The Pursuit of Happyness Review
by Steve Rhodes (Steve DOT Rhodes AT InternetReviews DOT com)December 14th, 2006
THE PURSUIT OF HAPPYNESS
A film review by Steve Rhodes
Copyright 2006 Steve Rhodes
RATING (0 TO ****): **
Sad, sappy and rarely believable, THE PURSUIT OF HAPPYNESS is a tedious tearjerker that emphasizes its claim to have been "inspired by a true story." It is just the sort of film that makes viewers angry for having been manipulated so much and so often. Do we really think that a pedestrian who gets hit by a car so hard that he broke the windshield would literally run back into his work as an unpaid intern? And do we really believe that there are people stupid enough to ask a hippie stranger to hold a valuable piece of property, yet bright enough to rise from rags to riches?

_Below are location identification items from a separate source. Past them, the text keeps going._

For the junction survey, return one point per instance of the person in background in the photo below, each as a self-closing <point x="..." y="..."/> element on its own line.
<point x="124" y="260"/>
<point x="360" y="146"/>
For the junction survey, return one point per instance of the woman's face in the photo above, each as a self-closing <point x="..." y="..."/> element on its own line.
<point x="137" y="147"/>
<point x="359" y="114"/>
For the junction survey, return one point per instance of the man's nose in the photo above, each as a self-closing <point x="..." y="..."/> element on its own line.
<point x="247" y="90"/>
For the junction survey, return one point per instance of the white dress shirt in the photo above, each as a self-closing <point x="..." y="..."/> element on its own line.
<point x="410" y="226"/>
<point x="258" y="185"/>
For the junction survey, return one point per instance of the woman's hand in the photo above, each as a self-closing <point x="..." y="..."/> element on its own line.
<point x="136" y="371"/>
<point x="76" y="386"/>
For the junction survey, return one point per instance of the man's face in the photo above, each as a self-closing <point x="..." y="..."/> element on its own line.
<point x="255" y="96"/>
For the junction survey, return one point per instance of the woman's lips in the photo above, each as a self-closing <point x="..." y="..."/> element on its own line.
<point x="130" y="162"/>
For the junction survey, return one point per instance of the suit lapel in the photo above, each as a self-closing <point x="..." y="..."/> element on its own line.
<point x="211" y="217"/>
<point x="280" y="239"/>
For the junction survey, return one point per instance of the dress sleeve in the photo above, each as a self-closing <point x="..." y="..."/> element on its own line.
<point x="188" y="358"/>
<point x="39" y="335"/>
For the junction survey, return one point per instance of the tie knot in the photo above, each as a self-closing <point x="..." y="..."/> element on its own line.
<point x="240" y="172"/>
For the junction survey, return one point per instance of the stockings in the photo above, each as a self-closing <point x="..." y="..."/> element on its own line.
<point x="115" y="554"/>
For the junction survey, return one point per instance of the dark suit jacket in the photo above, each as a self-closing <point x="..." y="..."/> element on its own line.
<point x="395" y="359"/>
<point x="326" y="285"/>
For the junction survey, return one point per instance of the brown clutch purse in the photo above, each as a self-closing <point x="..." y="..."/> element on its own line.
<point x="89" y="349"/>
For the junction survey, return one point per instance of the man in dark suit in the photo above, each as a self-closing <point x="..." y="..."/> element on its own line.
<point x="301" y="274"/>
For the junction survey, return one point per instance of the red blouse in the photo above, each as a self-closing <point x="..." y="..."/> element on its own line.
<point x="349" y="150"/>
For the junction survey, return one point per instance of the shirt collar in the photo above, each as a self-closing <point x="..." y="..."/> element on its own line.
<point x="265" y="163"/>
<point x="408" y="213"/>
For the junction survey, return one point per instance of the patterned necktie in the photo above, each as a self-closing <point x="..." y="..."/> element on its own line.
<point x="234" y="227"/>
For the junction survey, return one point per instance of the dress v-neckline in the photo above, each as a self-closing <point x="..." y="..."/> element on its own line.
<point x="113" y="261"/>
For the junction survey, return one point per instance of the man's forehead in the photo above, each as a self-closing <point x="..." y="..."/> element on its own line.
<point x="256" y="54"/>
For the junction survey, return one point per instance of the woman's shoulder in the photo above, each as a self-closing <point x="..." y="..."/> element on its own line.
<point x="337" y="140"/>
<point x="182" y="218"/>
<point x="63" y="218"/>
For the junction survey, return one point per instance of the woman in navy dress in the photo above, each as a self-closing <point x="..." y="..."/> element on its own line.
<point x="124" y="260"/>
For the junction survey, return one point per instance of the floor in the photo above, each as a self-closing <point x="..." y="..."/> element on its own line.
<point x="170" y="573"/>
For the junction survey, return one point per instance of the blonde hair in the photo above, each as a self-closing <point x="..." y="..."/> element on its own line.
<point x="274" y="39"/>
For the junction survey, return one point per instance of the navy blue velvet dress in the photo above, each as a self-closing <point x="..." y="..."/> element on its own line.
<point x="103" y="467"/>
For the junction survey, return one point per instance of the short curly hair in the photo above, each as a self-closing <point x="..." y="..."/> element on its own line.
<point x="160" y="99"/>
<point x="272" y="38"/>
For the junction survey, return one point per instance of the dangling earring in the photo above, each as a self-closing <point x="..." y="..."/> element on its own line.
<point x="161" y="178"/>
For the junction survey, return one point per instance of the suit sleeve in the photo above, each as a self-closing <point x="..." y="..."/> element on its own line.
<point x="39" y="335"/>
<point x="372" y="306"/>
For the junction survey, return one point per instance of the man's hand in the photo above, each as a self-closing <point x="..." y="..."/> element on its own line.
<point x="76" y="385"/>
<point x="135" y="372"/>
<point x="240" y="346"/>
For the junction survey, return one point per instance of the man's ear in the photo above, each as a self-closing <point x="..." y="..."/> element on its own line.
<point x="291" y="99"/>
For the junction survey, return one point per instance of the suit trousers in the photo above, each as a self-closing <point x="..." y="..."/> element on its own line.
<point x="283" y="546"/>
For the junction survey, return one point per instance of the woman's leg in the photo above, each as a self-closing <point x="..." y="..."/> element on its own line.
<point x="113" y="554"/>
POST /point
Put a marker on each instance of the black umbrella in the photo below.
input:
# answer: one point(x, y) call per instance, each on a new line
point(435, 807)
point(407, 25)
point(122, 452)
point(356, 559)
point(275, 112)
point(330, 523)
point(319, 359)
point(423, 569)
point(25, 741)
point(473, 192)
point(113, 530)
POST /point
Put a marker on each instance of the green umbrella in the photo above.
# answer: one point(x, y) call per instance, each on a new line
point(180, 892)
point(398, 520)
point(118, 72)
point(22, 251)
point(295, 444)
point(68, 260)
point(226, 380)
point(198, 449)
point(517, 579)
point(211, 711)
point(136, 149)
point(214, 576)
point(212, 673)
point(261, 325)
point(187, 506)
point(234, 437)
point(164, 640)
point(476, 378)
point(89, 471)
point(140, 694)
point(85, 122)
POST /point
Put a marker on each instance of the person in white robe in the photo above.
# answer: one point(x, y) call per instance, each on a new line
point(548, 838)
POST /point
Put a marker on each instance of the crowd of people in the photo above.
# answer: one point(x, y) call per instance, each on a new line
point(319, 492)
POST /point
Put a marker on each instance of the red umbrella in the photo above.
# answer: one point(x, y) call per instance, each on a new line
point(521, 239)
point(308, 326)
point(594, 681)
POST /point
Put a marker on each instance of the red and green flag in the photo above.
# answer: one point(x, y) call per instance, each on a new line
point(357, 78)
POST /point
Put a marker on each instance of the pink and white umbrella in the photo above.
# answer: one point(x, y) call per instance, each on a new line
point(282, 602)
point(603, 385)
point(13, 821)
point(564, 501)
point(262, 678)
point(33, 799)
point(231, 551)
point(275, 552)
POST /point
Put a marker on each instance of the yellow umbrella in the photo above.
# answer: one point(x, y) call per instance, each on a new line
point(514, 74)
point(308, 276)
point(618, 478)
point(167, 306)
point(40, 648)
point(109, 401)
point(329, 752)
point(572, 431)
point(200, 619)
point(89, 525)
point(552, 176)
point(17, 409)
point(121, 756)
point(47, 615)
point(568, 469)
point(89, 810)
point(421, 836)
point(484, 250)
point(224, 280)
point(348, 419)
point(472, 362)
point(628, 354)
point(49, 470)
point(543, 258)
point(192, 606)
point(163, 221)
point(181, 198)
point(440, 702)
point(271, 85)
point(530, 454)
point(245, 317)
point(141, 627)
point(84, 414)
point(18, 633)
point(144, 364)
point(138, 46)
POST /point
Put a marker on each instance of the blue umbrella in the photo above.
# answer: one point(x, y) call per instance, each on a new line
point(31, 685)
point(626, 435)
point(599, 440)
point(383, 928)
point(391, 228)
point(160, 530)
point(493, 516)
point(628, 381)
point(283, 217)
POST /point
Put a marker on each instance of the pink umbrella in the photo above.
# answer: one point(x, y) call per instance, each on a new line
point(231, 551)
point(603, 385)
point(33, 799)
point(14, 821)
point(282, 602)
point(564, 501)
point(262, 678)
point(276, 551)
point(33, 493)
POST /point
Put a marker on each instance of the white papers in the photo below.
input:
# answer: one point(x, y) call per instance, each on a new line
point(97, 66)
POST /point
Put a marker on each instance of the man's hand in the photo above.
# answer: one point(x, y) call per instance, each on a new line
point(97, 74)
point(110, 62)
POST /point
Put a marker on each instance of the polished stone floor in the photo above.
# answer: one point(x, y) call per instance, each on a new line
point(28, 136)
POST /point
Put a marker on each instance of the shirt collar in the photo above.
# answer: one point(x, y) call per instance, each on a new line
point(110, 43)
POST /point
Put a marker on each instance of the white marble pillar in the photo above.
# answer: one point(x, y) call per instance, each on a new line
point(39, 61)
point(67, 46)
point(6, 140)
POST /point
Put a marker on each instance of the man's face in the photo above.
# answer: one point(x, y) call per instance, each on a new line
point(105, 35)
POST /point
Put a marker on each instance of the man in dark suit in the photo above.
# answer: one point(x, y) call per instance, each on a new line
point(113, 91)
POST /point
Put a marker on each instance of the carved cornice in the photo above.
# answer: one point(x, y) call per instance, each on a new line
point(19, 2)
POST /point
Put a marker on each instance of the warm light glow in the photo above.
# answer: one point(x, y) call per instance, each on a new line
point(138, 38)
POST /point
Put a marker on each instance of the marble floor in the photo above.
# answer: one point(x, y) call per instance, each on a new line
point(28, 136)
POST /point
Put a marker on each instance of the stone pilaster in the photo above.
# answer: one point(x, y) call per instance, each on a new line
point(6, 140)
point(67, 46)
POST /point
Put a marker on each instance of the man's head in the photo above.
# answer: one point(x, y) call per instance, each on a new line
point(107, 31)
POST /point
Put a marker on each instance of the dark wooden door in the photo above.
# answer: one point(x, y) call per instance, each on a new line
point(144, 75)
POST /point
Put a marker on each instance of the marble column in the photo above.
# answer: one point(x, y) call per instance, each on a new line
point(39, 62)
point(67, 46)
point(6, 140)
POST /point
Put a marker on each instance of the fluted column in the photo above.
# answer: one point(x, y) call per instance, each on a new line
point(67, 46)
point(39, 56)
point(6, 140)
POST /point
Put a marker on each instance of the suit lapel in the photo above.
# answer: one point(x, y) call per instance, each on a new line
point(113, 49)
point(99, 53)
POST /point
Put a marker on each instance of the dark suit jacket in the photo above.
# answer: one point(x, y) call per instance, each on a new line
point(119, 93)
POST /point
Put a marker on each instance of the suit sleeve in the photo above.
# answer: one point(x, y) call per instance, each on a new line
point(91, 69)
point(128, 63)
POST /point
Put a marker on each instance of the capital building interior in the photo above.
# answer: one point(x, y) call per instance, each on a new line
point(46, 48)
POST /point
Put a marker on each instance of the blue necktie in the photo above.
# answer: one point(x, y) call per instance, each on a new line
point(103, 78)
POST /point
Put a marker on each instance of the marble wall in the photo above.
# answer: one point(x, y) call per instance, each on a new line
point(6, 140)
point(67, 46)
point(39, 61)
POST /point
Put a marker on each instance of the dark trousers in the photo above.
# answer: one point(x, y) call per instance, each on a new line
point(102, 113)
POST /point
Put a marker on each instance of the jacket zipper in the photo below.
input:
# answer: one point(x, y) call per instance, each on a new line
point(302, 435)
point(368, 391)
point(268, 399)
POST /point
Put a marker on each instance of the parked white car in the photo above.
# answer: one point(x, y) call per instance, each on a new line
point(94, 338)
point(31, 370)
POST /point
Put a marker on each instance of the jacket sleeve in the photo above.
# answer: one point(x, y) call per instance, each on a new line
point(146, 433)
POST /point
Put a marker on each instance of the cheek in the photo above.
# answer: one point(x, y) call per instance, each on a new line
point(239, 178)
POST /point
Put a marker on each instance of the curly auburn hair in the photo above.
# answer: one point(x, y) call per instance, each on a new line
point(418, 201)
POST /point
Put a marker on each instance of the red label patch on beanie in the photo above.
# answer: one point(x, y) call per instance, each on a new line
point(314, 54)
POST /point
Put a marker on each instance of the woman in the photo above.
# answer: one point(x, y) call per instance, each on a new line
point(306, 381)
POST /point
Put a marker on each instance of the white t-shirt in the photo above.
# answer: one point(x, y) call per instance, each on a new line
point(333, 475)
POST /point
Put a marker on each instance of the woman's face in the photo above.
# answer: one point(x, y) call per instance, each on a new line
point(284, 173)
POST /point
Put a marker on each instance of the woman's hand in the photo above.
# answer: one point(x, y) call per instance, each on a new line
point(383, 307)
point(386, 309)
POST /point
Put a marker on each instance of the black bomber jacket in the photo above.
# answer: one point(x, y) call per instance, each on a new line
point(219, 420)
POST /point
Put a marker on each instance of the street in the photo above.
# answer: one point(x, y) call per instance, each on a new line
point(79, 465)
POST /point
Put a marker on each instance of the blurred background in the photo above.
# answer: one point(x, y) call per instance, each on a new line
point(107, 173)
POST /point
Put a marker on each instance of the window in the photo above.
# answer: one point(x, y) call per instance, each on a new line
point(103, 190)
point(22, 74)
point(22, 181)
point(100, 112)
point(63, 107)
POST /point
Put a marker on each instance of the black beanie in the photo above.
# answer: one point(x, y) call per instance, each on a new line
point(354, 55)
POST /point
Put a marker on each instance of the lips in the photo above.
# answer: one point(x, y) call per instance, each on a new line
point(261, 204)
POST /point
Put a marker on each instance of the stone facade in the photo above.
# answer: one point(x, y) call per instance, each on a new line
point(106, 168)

Director Gabriele Muccino (RICORDATI DI ME), working from a cliché-ridden script by Steve Conrad (THE WEATHER MAN), has trouble constructing a single frame that doesn't seem designed solely to open up our tear ducts. Still, crying would have one use. It would keep you from having to suffer through Phedon Papamichael's dull, grainy and downright ugly cinematography.
This story about a down-on-his-luck salesman who lives in a homeless shelter stars Will Smith as Chris Gardner. A single dad, Chris lives with his decidedly cute son named Christopher (Jaden Christopher Syre Smith, Will Smith's son). Early in the story, Chris's wife (Thandie Newton) leaves him, since she has lost all faith in him to ever make it.
As he tries to make a living selling bone density scanners, which look like portable sewing machines, Chris realizes that buying a room full of them from the manufacturer was one of his more foolish acts. The devices are almost unsaleable.
One day, Chris sees his future. It is as a rich stock broker. But to become one, he has to work in a long and completely unpaid intern program for Dean Witter. Although he makes money for the company, they don't pay him. And, at the end of the cut-throat program, only one person is offered a position, a real one with an actual salary.
Along the way to success, Chris is thrown in jail for unpaid parking tickets. Once released the next morning, he runs to his interview. Shirtless, smelly, sweaty and covered in paint -- he was painting his apartment when the cops arrived to arrest him -- Chris still gets offered a position in the highly competitive program. If you can believe this scene, you can believe absolutely anything. Personally, I was ready to puke.
Of course, the melodrama ends with lots of text on the screen to tell us how the real life Chris Gardner went on to become an entrepreneur and a multimillionaire. His story might be inspirational. This movie, however, has just opposite effect.
(Finally, the title is intentionally misspelled by the filmmakers, which is one of the many all too-cute parts of the production.)
THE PURSUIT OF HAPPYNESS runs 1:59. It is rated PG-13 for "some language" and would be acceptable for kids around 9 and up.
The film opens nationwide in the United States on Friday, December 15, 2006. In the Silicon Valley, it will be showing at the AMC theaters, the Century theaters and the Camera Cinemas.